Она взялась за спинку стула и добавила уже мягче:

— Вас предали — это страшно. У вас украли два года — это страшно. Но если вы сейчас сдадитесь, вы сами отдадите им все остальное.

Эти слова ударили прямо в цель. Я долго смотрел на свои руки. Худые, слабые, чужие. Потом прохрипел:

— Давайте… заниматься.

И мы занимались.

Постепенно палата, коридор, поручни у стен, кресло-каталка, ходунки, резиновые мячики для кистей, счет до десяти при каждом упражнении — все это стало моей новой работой.

Я учился заново самым простым вещам. Поворачиваться без посторонней помощи. Садиться. Спускать ноги с кровати.

Подниматься.

Делать шаг.

Пить из кружки, не обливаясь. Застегивать пуговицу дрожащими пальцами. Произносить длинные фразы, не сбиваясь на хрип.

Иногда я ненавидел каждую минуту этого труда. Иногда — гордился собой так, как не гордился даже в молодости. Потому что в молодости сила дается как само собой разумеющееся. Ты не думаешь о ней. Не ценишь, что можешь подняться по лестнице, повернуть ключ в двери, налить воду в стакан, просто встать и подойти к окну.

Теперь же каждое такое действие было маленькой победой над пустотой.

Однажды, спустя почти два месяца после начала реабилитации, Анна Игоревна подвела меня к окну в конце коридора.

Без каталки.

Только с ходунками.

Шаг за шагом.

Медленно. Тяжело. С остановками.

Я был мокрый от пота, колени дрожали, сердце колотилось как молот. Но когда мы дошли, она сказала:

— Смотрите.

Я поднял голову.

За окном стояла поздняя осень. Голые ветви чернели на фоне бледного неба. Во дворе больницы дворник сметал листья в мокрые кучки. Какая-то женщина в темном пальто быстро шла к выходу, придерживая платок на голове. На лавке сидел старик с палочкой и курил, запрокинув лицо кверху.

Обычная жизнь. Та, которая все это время шла без меня.

И вдруг я понял, что смотрю на нее уже не как на чужую. Я еще не вернулся в нее, но уже тянулся обратно.

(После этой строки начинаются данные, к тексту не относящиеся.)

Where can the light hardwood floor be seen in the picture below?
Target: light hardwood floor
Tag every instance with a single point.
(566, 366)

— Я выйду, — тихо сказал я.

Голос все еще был слабым, но слова прозвучали отчетливо. Анна Игоревна взглянула на меня.

— Да, — сказала она. — Если не бросите работу — выйдете.

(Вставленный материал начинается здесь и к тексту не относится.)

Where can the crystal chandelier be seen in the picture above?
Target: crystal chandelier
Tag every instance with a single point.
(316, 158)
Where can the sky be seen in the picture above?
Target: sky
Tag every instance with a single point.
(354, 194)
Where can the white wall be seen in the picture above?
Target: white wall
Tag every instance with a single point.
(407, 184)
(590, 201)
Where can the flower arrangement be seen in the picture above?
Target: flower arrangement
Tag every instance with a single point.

Я держался за ходунки и смотрел в окно. Впервые с момента пробуждения будущее перестало быть пустой черной стеной. Оно все еще было страшным, неясным, одиноким. В нем не было дома, не было семьи, не было прежней жизни.

Но в нем был я.

И этого, может быть, действительно могло хватить, чтобы начать сначала.

В тот вечер я долго не мог уснуть.

Я лежал, чувствуя ломоту в ногах, тяжесть в руках, усталость во всем теле, и все же это была правильная усталость. Не боль беспомощности, а боль работы. Перед сном я мысленно произнес имена своих детей.

Кирилл.

Егор.

Катерина.

Раньше при этих именах внутри сразу поднималась только рана. Теперь к ней примешалось что-то еще — холодное, ясное. Я больше не хотел умереть с вопросом «почему?» Я хотел дожить до дня, когда смогу посмотреть каждому из них в глаза.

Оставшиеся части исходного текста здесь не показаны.